Peña es profesora de derecho canónico y ha trabajado en el tema de la familia como defensora del vínculo y promotora de justicia del Tribunal Metropolitano de Madrid desde hace varios años. Este recorrido a favor de la familia le hizo llegar al Vaticano para participar como experta en el Sínodo Extraordinario para la Familia que se realiza hasta el 19 de octubre.
En conversación con ACI Prensa en Roma, la canonista española expresó que la Iglesia Católica se esfuerza por ayudar a entender su situación frente al matrimonio a aquellas parejas separadas cuyas nupcias nunca surtieron efecto a los ojos de Dios.
«No todos los primeros matrimonios fracasados son nulos, pero muchos sí pueden serlo. El reconocimiento de la nulidad no es tan difícil como a veces la gente piensa; hay muchas causas de nulidad y muchos motivos que la provocan. A veces hay un desconocimiento sobre esto, y se podría hacer mucho en este sentido», dijo.

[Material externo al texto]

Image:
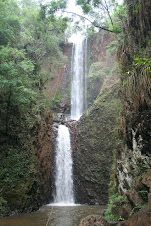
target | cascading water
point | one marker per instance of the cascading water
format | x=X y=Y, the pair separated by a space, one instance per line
x=64 y=181
x=78 y=85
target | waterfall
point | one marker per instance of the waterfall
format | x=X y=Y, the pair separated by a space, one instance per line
x=64 y=181
x=78 y=84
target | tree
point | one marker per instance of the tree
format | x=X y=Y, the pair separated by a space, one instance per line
x=9 y=22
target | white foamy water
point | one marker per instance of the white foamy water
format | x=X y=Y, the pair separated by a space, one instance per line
x=64 y=180
x=78 y=84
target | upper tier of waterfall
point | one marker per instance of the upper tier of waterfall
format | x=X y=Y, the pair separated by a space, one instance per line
x=78 y=84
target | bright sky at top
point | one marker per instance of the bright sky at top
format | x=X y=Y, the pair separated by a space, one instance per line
x=72 y=7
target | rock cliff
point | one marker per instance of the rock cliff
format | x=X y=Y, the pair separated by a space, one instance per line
x=95 y=135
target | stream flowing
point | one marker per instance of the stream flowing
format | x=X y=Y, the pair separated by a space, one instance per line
x=61 y=216
x=63 y=178
x=78 y=82
x=64 y=211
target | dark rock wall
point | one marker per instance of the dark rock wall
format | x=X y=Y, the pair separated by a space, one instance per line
x=134 y=156
x=95 y=141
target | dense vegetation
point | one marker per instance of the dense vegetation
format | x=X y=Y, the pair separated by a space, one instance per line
x=28 y=34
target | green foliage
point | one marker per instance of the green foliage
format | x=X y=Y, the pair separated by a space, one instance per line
x=9 y=22
x=3 y=204
x=143 y=62
x=115 y=201
x=144 y=195
x=16 y=89
x=136 y=209
x=111 y=48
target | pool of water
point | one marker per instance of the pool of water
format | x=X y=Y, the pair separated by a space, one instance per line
x=60 y=216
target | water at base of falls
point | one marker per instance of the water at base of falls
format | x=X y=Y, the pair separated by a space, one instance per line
x=63 y=179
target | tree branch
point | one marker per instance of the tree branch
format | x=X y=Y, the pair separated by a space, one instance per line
x=85 y=18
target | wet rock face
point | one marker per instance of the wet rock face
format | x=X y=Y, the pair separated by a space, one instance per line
x=94 y=220
x=95 y=142
x=134 y=160
x=42 y=147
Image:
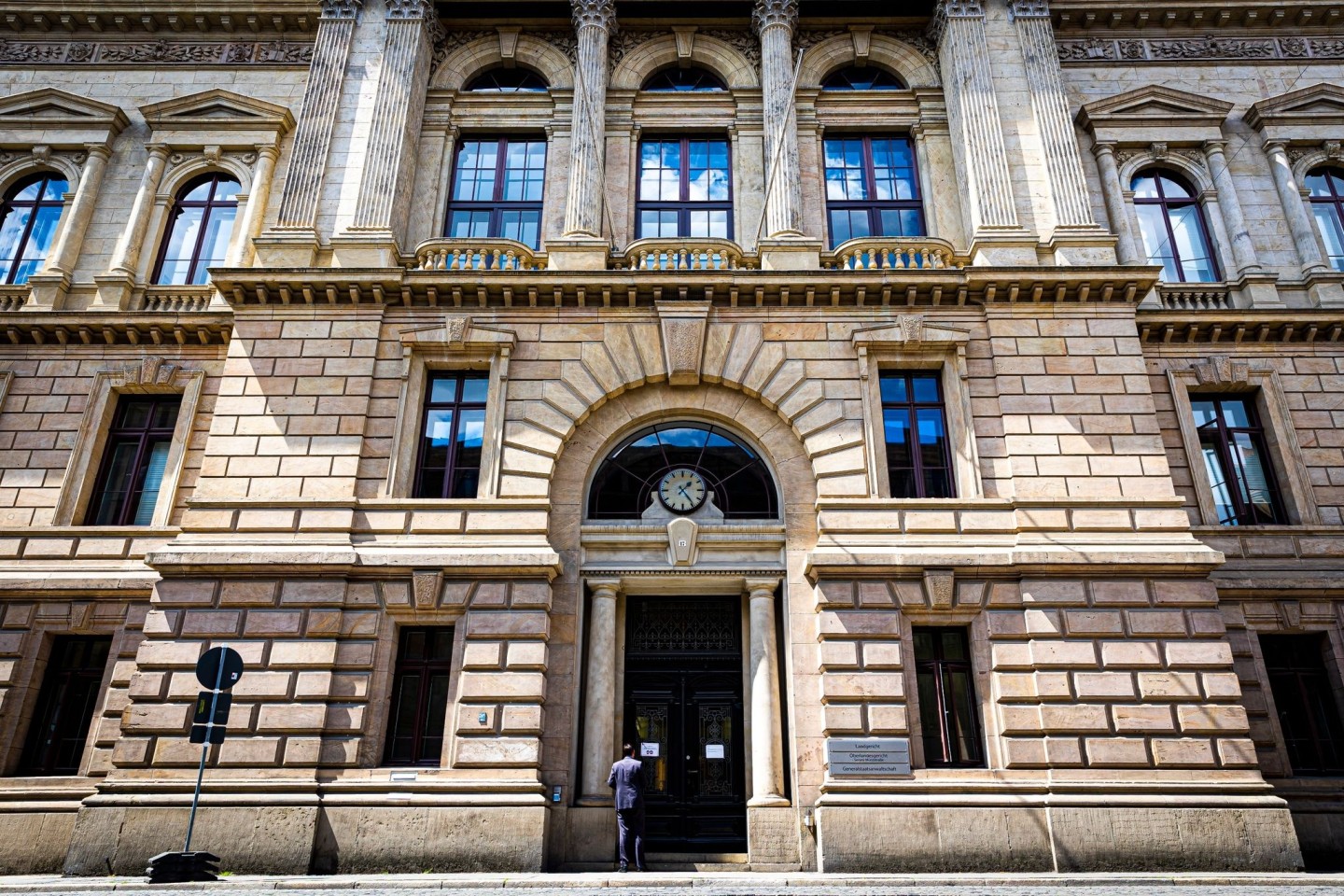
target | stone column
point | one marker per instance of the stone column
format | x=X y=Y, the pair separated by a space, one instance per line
x=775 y=21
x=1113 y=192
x=599 y=693
x=1243 y=251
x=1298 y=220
x=1050 y=107
x=295 y=239
x=254 y=213
x=595 y=21
x=766 y=745
x=387 y=179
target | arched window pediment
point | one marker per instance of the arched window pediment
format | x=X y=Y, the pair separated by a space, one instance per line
x=668 y=465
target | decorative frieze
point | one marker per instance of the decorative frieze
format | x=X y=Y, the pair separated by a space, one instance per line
x=186 y=52
x=1199 y=49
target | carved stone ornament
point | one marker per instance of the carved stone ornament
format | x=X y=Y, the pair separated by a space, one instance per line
x=1221 y=370
x=595 y=12
x=767 y=14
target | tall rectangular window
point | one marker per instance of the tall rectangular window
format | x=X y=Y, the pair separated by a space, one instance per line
x=686 y=189
x=134 y=459
x=421 y=684
x=69 y=696
x=455 y=430
x=873 y=189
x=1308 y=702
x=497 y=189
x=1239 y=471
x=916 y=425
x=947 y=704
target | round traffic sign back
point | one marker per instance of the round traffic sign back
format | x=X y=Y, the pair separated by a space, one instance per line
x=219 y=668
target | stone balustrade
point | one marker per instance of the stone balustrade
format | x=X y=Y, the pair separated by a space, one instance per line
x=684 y=254
x=476 y=254
x=874 y=253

«Un modo de solventar muchas situaciones de divorciados vueltos a casar que quieren estar en plena comunión eclesial y quieren volver a una vida plena dentro de la Iglesia pasa por el estudio que hace la Iglesia a través de sus tribunales si su primer matrimonio fue válido o no», añadió.
En relación a aquellas parejas divorciadas cuyo matrimonio fue válido de acuerdo a las normas del derecho canónico, Peña afirmó que la Iglesia está en camino para darles un acompañamiento.
«De algún modo se trata de ver, no obstante, cómo acompañar a esas personas, cómo apoyarlas, cómo reconocer que a pesar de esa situación son miembros de pleno derecho en la Iglesia. Como dice el Papa: ‘la Iglesia tiene que acoger a todas las personas y a todos los Hijos como una Madre amorosa, y más al débil o al herido’. Lo que quiere decir es que debemos acoger a cada persona con su vida a cuestas, porque la vida de cada uno debe ser tenida en consideración», expresó.
Por otro lado subrayó que «si el primer matrimonio es válido, por el principio de la indisolubilidad, la Iglesia parte de que no se puede reconocer un segundo matrimonio, porque el mensaje del Evangelio es claro».
Peña participa en el Sínodo como experta canonista y su labor fundamental es resolver las dudas en situaciones matrimoniales donde es necesario estudiar más en profundidad a nivel del derecho canónico.
«Ya seamos canonistas, teólogos, moralistas, de ciencias sociales y humanas, nosotros aportamos nuestro conocimiento en esas cuestiones, y con carácter general, ayudamos en la revisión de los documentos y en la preparación y elaboración de los documentos que se van entregando en la asamblea y que luego darán lugar a la relación final», indicó.
Por último la experta lamentó que en relación al Sínodo y desde el punto de vista mediático, se ha podido crear una impresión de que la Doctrina de la Iglesia va a cambiar de una día para otro. «Esto es un globo que el mismo Papa ha intentado pinchar muchas veces, por eso no hay que focalizar ahí el tema; el Sínodo de la Familia es mucho más amplio. El Sínodo busca líneas pastorales, no cambiar la doctrina», concluyó.